Bo giungeva a Fabriano da Urbino, solitamente accompagnato da Ursula Vogt e da altri docenti e collaboratori dell’Università feltresca, di cui era Rettore dal 1947. Alcune immagini ne ritraggono il suo arrivo, altre lo riprendono con i membri della Giuria, molte, la gran parte, hanno come obiettivo il suo volto, ripreso in atteggiamenti differenti, ma sempre con il suo immancabile “toscano”. Tutte le foto sono state scattate all’Hotel Janus, ove si è tenuto il Premio nelle prime sei edizioni. Poi si scelse la splendida sala dell’Oratorio della Carità, dove ancora oggi si tiene la cerimonia conclusiva del Premio.

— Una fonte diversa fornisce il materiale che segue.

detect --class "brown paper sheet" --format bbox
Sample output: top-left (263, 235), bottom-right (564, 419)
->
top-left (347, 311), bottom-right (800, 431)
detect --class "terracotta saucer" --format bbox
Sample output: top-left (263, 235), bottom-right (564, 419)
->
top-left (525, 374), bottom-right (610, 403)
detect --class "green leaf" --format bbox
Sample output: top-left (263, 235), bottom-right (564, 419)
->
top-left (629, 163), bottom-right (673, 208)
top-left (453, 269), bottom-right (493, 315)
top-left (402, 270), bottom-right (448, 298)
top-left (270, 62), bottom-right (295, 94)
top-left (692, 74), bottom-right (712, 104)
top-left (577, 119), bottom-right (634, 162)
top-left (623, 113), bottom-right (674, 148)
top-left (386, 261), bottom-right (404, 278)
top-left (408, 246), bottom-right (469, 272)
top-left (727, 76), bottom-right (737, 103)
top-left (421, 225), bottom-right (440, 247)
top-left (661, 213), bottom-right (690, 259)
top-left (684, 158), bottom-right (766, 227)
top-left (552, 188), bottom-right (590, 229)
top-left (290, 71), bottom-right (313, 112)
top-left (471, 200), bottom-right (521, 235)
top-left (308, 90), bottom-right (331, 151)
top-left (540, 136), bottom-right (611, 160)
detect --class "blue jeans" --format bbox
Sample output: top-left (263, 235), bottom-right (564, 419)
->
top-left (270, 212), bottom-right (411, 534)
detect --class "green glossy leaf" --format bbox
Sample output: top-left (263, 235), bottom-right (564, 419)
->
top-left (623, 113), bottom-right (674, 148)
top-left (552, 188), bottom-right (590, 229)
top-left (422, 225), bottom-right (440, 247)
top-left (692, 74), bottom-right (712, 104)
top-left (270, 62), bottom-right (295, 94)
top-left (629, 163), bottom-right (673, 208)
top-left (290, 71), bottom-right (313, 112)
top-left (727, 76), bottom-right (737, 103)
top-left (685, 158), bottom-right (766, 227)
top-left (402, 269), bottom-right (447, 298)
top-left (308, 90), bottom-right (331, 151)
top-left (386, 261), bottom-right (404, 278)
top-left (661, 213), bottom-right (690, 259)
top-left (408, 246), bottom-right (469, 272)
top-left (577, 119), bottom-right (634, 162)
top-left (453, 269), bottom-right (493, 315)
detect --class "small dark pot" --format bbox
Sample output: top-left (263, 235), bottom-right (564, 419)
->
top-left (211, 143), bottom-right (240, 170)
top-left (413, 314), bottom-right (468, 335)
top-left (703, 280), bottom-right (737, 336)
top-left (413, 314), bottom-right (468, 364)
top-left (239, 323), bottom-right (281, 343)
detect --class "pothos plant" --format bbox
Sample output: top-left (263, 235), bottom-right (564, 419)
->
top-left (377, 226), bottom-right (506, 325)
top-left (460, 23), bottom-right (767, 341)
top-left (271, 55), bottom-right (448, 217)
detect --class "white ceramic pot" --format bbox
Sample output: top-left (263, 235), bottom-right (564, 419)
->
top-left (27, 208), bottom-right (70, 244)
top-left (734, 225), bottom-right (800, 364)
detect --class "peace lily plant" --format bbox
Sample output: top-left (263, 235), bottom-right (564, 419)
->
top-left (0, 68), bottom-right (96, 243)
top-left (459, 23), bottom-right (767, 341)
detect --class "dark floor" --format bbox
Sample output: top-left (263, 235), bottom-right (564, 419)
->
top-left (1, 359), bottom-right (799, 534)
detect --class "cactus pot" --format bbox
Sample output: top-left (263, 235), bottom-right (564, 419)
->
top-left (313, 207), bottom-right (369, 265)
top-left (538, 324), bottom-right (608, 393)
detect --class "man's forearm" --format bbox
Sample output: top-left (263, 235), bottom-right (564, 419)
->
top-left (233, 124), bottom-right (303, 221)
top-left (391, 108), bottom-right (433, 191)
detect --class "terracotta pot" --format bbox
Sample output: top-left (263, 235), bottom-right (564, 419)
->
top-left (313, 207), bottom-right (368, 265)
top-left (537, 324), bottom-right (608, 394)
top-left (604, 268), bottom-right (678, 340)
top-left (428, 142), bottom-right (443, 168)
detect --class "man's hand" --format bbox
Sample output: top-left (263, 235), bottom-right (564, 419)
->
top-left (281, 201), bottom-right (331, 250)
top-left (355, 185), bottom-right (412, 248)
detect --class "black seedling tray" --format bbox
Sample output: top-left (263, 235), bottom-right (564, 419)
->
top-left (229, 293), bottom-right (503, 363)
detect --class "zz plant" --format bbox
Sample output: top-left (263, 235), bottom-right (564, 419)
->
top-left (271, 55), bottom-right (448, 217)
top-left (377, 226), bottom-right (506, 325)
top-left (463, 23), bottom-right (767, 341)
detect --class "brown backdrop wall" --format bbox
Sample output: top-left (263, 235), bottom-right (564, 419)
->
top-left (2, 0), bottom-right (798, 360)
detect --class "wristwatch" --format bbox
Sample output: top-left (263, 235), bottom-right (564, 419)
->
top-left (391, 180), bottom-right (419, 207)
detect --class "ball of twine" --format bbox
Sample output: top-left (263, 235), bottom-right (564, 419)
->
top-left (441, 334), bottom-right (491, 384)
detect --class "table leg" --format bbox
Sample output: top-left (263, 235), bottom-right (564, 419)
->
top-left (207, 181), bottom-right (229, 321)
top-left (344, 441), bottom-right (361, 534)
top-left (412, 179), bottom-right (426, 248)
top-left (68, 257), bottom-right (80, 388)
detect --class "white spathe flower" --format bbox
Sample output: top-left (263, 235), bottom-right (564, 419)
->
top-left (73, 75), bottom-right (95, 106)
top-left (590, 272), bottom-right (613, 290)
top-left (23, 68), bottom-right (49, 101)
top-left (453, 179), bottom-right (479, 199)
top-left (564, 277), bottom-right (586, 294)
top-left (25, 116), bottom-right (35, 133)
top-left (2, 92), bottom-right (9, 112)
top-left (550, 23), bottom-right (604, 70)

Bo ha presieduto la Giuria del Premio dando a tutti noi un esempio di rigore e di liberta, con il suo stile inimitabile, fatto di parole essenziali e di molti silenzi. Lo scorso anno il Card. Gianfranco Ravasi, ricevendo il Premio proprio nella Sezione “Carlo Bo per l’arte e la cultura”, ricordava di aver ascoltato dallo stesso Bo, nei frequenti colloqui milanesi, una frase a suo modo significativa: “ E’ necessario rompere il silenzio solo per dire una cosa più importante del silenzio stesso”. Possiamo dire dunque che avendo fatto un uso parco della parola, acquisiscono rilevanza le sue stesse immagini, i gesti, il volto, il modo di procedere, l’accensione del sigaro, lo sguardo profondo, a volte severo a volte dolcissimo, i suoi occhi grandi.
Ha scritto Bruno Forte che “volti e ritratti sono ponti lanciati tra le solitudini”. La persona è il suo volto e il volto è soglia, spazio di incontro e di comunicazione con altri, linguaggio, strumento e limite. Il volto è la frontiera in cui esteriorità e interiorità di ogni singola persona passano l’una nell’altra, esalta il valore della differenza, la singolarità irripetibile esibita nella misura dell’esteriorità irriducibile alla presa egoistica. “Torni l’etica dei volti, tornino i volti”, è l’appello di Italo Mancini che sviluppa il tema levinasiano in un volume di fine anni ottanta. Dire uomo è dire volto dell’uomo. Per stare nel mondo, vivere ed amare servono i volti, “da guardare, da rispettare, da accarezzare”, cosicché una pace vera richiede la presenza di una comunità pacificata di volti. E la cifra caratteristica del terzo millennio – dopo l’essere dell’età classica e della grecità, l’io dell’età moderna – dovrebbe divenire l’altro e il suo volto.
“In un volto l’attimo di vita / strappato al tempo da una foto / per affidarlo al ricordo che / di quell’attimo fa il per sempre”, così Stefano Zecchi in un pensiero sulla relazione tra fotografia e tempo. Ma lasciamo che siano le immagini a dirci di una figura di intellettuale tra i più grandi del novecento, che ci ha fatto dono della sua amicizia e della sua partecipazione al Premio. Di questo e di tutto quanto ci ha insegnato lo ringraziamo in modo imperituro.